Nous avons donc encore grimpé, en suivant respectueusement la dense colonne de marcheurs, comme des réfugiés ayant dû fuir leur village de nuit pour on ne sait quelle raison. A 4h30, la raison d'être de notre marche absurde aparaissait enfin devant nos yeux: le sommet du Fuji San.... Aaaaah quel bonheur. En plus, nous arrivions juste à temps pour le lever du soleil dont le spectacle justifia à lui seul tous nos efforts. Les cris de joie et les chants à l'apparation du soleil rendirent le moment encore un peu plus magique. A 3776m, bien au-dessus des nuages, nous avions l'impression d'être arrivés au bout du monde. Plus surprenant, le bout du monde est aussi bondé que les rues de Tokyo. Mais là pour le coup nous étions prêts à tout oublier.
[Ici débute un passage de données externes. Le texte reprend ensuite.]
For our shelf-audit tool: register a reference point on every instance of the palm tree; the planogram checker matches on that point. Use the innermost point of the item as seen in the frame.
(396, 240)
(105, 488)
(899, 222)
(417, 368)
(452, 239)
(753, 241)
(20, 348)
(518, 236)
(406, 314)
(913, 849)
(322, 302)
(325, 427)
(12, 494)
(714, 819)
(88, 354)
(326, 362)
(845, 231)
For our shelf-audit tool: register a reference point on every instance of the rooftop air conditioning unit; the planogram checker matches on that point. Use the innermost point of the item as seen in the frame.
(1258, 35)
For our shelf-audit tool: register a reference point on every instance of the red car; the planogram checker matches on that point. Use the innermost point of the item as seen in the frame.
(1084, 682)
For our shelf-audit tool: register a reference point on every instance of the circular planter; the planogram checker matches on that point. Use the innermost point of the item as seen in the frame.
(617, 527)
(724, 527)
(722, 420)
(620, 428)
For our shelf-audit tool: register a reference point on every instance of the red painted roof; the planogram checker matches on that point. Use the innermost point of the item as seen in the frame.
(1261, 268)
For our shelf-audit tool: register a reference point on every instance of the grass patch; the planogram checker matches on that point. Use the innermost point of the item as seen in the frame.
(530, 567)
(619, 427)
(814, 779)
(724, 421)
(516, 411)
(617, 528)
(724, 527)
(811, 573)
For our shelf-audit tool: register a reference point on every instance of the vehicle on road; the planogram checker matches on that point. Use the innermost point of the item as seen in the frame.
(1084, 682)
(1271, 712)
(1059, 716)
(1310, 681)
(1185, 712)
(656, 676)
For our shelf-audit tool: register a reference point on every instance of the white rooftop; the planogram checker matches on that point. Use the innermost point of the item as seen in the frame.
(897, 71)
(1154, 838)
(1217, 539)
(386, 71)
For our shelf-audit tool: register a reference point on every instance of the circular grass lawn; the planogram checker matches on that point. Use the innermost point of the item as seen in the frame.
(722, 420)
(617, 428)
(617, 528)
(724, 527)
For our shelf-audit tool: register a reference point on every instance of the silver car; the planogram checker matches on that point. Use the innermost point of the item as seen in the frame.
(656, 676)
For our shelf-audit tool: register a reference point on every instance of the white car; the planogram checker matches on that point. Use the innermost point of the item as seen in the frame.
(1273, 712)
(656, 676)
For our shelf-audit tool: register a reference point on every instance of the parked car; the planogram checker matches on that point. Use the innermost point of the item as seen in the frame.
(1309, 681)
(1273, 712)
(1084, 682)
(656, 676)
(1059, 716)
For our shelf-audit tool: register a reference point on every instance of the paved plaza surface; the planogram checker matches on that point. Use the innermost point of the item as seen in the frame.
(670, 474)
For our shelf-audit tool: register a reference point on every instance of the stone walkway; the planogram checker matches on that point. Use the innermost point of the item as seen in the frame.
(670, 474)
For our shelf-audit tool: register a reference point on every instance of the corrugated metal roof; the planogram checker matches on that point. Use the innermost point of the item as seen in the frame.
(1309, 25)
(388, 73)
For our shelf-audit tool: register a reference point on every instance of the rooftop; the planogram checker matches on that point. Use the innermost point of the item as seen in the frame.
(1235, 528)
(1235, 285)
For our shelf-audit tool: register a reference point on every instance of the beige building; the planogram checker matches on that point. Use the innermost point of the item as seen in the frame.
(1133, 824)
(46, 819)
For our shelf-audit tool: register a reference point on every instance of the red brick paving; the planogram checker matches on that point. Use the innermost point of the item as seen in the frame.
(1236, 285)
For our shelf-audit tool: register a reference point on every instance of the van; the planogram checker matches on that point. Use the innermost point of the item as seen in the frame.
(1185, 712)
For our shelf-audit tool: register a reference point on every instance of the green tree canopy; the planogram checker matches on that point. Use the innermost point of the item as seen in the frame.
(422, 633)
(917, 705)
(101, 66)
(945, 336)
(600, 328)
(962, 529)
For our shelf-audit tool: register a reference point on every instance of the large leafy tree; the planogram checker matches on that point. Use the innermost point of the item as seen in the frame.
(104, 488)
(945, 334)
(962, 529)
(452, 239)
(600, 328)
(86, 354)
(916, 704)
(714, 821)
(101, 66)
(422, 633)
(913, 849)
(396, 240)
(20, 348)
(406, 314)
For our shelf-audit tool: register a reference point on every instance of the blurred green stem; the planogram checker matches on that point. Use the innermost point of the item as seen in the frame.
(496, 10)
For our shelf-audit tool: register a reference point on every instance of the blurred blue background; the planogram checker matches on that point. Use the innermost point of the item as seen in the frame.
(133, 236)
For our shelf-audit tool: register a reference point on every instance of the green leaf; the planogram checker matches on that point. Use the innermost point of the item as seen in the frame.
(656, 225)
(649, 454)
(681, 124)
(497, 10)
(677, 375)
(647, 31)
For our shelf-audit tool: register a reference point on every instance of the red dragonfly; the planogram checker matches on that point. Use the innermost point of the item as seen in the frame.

Nous avons passé deux bonnes heures au sommet pour nous reposer, admirer le panorama, prendre des photos, et déguster un bon chocolat chaud. Nous avons mis ensuite une petite heure pour redescendre vers notre refuge et y prendre notre petit déjeuner. Après un peu de repos, nous avons entamé les trois heures descente, par un temps sublime. Une fois en-bas, nous avons repris le bus qui nous a amené vers un Onsen (bain de source d'eau chaude) pour nous relaxer, après quoi nous sommes repartis vers Tokyo.
Bien fatigués, nous étions contents de l'expérience. Mais nous comprenons toutefois mieux ce que les Japonais disent à propos de l'ascension du Fuji: c'est bien de le faire une fois, mais une fois c'est bien...
Tout frais au départ:



Ca devient dur!

Dans le refuge:


On y est!!!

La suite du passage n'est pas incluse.